Le rêveur absolu - Léo Malet / Laia Cabrera






Car tout est préférable à l’inaction de la vie telle que vous l’entendez. Rien ne se passe et rien ne passe. Enfin voici les soldats et la lampe muette, la lampe aux fleurs, la lampe du phare, sinistre trou dans la nuit, comme le corbillard est un accroc dans le jour, avec son cortège de pierres tombales, pierres précieuses entre toutes. Ci-gisent un cri d’appel et des hurlements de prairie. Je suis appuyé au pied de l’Étoile Polaire… Je songe, non sans tristesse, aux inondations de larmes, je me souviens avec joie des autodafés de prospectus. Rien n’égale la fraîcheur des plantes, le matin, lorsque l’aube roulant sur des charnières et des charniers chasse le tableau noir astrologique.
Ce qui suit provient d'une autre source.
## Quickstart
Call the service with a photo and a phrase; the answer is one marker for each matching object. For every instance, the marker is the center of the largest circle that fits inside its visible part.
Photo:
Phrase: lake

J’y songerais encore, à ces équations sympathiques, si j’avais le temps de songer. Mais pas plus que la lune les étoiles ne m’intéressent. Rien ne me sollicite, pas plus les métaux que le bois, pas plus les bois que les forêts, les grandes forêts vierges où se rencontrent les lions à crinière d’opale et aux yeux de feu, bataille des couleurs. Qui oserait m’empêcher de mettre le pied sur ce navire qui, de la cale à la corne de mât, halète et soupire, et bat des voiles comme un poisson ? De quelle gare de marchandises est-il originaire, de quel équateur vient-il, ce sinistre marin au faux nez de carton ? Symphonie en rouge. Je suis appuyé contre une bouteille. Je lis mes propres romans, mes poèmes sanglants. Il est temps, je crois, d’aller les écrire.